A recent report by the Atlanta Journal-Constitution noted much of the glass put in curbside bins throughout the Atlanta area ends up in landfills. Municipal leaders in the greater Atlanta area have continued to instruct residents to put their glass bottles and jars into single-stream bins, but local processors are then disposing of the material.

Atlanta isn’t alone when it comes to glass recycling challenges.

Some municipalities, including Harrisburg, Pa. and Charleston, W. Va., have opted to discontinue glass collection. Others have begun reconsidering their collection models.

At this point, curbside recycling stakeholders are well aware of the factors causing difficulties with the material. As communities nationwide have transitioned to single-stream collection of recyclables, broken glass has commingled with other recyclables. In addition to degrading the value of the rest of the stream and posing worker safety risks, broken glass is harder and more costly to recycle.

A Wall Street Journal article that ran last April noted it costs anywhere from $10 to $40 per ton to send glass to cullet processors, putting glass recovery on par with disposal in terms of cost in some parts of the country.

But as local and state officials push to achieve ambitious recovery rate goals, municipalities aren’t yet ready to give up on the inclusion of a particularly heavy material in the recycling stream. Alternatives to commingled collection also exist, including drop-off programs and stand-alone, glass-only bins.

Richard Mendoza, Atlanta’s commissioner of public works, told Resource Recycling the City “aims to be one of the nation’s top 10 cities for sustainability,” a goal that necessitates the single-stream collection of a wide range of materials, including glass.

Glass bottles are currently accepted in the city’s “Cartlanta”program, but Mendoza indicated the city also nudges residents toward the drop-off option. “In response to local recycling companies increasingly rejecting glass materials due to market conditions, the City of Atlanta also encourages residents to take their glass items to the Center for Hard to Recycle Materials,” he said.

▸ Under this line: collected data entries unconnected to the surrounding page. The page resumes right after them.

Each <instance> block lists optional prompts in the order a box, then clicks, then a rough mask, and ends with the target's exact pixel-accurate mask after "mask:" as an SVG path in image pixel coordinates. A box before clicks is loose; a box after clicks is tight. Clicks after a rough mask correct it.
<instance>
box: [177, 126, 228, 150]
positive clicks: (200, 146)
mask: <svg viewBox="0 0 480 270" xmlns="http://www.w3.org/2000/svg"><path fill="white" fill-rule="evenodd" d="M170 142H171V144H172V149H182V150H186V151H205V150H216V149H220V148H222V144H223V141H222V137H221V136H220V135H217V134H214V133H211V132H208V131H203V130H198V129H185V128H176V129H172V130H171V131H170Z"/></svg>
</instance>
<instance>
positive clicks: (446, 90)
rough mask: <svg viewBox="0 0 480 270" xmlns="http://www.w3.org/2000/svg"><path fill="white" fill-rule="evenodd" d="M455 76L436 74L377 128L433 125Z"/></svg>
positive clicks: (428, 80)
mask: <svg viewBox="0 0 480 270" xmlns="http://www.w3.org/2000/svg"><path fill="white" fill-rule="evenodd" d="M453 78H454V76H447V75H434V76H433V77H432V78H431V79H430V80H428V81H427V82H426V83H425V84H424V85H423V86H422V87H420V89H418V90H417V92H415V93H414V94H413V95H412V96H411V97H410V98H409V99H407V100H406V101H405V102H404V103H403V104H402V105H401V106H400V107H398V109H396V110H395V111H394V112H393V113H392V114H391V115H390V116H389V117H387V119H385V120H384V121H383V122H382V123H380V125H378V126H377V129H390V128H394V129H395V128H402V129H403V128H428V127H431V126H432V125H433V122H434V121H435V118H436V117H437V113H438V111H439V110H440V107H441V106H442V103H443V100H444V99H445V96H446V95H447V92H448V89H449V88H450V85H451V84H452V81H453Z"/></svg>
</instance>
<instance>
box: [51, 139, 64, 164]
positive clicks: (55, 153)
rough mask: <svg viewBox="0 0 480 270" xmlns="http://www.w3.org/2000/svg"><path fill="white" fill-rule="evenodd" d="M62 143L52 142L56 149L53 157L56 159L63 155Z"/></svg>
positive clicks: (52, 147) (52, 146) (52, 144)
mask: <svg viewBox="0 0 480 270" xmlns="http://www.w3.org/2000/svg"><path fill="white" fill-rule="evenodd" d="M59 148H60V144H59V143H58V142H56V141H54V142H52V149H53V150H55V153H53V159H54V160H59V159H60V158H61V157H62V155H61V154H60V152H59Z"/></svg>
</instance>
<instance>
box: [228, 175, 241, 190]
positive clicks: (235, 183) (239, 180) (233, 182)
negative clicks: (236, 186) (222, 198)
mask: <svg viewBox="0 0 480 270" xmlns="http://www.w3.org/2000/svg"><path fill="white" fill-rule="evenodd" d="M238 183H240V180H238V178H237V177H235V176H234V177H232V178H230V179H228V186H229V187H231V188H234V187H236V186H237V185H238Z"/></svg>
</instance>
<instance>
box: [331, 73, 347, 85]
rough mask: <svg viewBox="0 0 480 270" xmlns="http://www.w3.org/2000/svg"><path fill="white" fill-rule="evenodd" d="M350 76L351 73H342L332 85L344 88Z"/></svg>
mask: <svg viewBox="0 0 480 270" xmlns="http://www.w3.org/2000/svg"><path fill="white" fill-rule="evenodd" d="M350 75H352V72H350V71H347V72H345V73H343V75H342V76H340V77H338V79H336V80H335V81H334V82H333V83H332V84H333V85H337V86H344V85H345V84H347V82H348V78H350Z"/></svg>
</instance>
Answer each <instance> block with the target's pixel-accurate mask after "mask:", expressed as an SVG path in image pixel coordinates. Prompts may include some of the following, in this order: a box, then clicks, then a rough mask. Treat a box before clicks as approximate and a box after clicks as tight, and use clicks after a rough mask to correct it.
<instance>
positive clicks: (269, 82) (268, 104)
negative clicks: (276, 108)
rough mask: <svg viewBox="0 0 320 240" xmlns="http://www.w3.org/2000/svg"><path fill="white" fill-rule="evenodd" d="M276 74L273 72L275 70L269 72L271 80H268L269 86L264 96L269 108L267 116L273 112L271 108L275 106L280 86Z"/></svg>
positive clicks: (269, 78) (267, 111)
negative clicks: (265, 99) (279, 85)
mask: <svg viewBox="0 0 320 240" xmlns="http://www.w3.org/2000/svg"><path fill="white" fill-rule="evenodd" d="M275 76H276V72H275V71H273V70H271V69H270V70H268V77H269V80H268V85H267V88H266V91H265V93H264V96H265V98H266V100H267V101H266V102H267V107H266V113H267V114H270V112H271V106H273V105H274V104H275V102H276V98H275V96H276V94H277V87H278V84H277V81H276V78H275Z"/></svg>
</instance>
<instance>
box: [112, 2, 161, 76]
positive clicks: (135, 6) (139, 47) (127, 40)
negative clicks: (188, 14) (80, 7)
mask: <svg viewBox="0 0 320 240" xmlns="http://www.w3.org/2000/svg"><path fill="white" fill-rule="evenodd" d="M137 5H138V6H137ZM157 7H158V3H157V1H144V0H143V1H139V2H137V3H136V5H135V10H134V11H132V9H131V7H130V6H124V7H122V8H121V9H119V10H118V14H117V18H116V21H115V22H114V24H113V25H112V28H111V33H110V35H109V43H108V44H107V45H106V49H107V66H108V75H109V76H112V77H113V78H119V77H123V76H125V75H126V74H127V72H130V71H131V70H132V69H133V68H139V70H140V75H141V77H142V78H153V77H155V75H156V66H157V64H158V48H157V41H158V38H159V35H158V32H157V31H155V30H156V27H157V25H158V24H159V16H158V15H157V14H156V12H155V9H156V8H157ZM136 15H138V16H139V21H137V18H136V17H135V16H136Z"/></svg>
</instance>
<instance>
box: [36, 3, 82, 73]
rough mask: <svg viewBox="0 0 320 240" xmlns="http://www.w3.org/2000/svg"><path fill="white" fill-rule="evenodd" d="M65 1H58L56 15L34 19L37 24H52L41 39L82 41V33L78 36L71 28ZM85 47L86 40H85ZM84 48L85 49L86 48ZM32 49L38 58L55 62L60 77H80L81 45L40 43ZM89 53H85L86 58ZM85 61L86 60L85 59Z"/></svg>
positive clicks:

The nation’s largest hauler and processor of recyclables, Waste Management, has responded to these challenges by looking at municipal contracts to adjust for the rising costs associated with handling today’s stream. WM is active as a hauler in the Atlanta region and a provider of material to Pratt Industries’ local MRF.

“We need a new business model for glass that involves new pricing models and new markets for glass collected in curbside recycling programs,” Susan Robinson, WM’s federal public affairs officer said in a statement. “While there is some demand from glass container manufacturers, it’s not at prices that cover the true costs of collection, processing and transportation of this heavy material.

“We know that to some customers, recycling glass matters, and we’ll recycle it,” Robinson continued. “There’s just a cost that needs to be recognized.”

Atlanta’s Mendoza, meanwhile, hopes “market conditions may change in the future, at which point single-stream curbside recycling will remain a simple and effective way to recycle glass items.”

According to EPA data, glass accounted for 4.5 percent of the municipal solid waste stream in 2013. The glass container recovery rate in 2013 was 34.0 percent, flat compared to the 2012 rate and 12 percentage points above the 2003 rate of 22.0 percent. The national glass recycling rate includes containers recovered through state deposit and redemption programs as well as through curbside, drop-off and other means.